Casino - comment
Casino has entered the next stage in its restructuring, reaching an agreement in principle with EPGC (Krentinsky), Fimalac, Attestor and some of its secured creditors, mainly at least 2/3rd of its Term Loan lenders. In addition, French banking groups (holding, together with some of the above-mentioned creditors, more than two-thirds of the RCF) have also confirmed their agreement in principle.
As part of the announcement, Casino has released some information that was part of the forward-looking agreement provided to the stakeholders in order to cleanse Casino’s stakeholders. This included forward projections for the remainder of FY23 (2023 Re-forecast), the Consortium’s Business Plan and an update on its Real Estate assets, mainly valuation related to the outstanding Quantrim bonds.
Due to further deteriorating performance, the original 2023 Business Pan communicated on June 26th is no longer valid.

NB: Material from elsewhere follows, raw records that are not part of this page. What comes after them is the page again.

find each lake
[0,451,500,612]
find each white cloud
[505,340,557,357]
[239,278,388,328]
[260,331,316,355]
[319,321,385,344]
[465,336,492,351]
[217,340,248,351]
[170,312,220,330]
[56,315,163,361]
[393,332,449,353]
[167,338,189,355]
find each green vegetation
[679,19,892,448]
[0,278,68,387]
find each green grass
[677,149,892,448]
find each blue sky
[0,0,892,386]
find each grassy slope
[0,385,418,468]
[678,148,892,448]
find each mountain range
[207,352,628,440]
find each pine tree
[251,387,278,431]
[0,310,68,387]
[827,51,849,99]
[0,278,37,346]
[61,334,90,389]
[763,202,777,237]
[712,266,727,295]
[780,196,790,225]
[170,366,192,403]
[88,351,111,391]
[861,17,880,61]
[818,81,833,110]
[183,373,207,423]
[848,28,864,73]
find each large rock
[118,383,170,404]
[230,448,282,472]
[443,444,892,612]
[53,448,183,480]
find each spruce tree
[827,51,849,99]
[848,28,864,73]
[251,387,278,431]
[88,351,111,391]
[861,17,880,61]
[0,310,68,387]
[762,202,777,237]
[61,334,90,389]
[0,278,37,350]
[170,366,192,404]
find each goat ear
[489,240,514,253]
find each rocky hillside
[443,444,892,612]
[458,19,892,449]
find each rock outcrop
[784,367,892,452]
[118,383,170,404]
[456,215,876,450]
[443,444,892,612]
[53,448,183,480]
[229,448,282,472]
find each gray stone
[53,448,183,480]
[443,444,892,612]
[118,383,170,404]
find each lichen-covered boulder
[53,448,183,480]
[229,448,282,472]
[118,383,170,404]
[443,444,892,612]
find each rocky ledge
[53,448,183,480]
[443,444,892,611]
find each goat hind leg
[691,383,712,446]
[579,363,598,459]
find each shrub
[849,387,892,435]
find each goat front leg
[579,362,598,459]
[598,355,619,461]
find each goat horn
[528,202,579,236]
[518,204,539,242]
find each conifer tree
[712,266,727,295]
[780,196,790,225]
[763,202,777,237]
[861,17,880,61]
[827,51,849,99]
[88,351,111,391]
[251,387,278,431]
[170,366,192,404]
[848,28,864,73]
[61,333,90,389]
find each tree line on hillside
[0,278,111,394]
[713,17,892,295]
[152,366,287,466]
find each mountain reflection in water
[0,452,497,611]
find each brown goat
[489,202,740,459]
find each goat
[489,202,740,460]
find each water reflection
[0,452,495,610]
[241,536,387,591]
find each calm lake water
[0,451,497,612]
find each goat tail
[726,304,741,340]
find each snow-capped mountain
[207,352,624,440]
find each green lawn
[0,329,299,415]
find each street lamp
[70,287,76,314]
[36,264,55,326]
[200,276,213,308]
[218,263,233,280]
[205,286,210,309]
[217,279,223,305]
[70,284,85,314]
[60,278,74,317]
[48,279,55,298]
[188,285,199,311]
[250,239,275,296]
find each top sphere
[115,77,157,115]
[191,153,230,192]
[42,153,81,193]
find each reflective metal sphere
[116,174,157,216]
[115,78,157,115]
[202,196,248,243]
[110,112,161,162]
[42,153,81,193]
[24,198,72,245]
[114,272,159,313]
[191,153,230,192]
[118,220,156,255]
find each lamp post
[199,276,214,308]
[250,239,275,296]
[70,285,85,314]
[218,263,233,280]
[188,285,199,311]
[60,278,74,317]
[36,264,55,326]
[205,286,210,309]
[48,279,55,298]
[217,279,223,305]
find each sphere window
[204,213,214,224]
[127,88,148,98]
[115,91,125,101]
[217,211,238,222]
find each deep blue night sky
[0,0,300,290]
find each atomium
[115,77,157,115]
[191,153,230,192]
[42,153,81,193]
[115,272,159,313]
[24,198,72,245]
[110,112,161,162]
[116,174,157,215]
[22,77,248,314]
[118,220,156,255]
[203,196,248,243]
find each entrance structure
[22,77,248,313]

The Company has re-forecasted its expectations, reducing EBITDA for all business segments, but mainly EBITDA in the Hypermarkets and Supermarkets. The re-forecasts project a reduction in sales of €381m, the majority related to the Convenience segment. There is a larger reduction (€225m reduction) in EBITDA to €214m for FY23, with all segments forecasting a reduction in performance versus the original business plan. The biggest impact is at the Hypermarket and Supermarket lines, with the Company now projecting a €331m loss at this segment, versus €186m loss as of June projections. To put into context, EBITDA was €121m positive at this segment for FY22.
The release updates IGC’s portfolio of assets as at December 2022, totalling €876m, of which €803m is included in the IGC Quantrim perimeter. The breakdown of the assets are 25% Hypermarkets, 21% Supermarkets and 1% Convenience stores, bringing the subtotal of stores to 48%. The Other assets include 21% for Marketing, 9% for Shopping centres, and 8% for each of the three segments (fuel stations, Land and Others).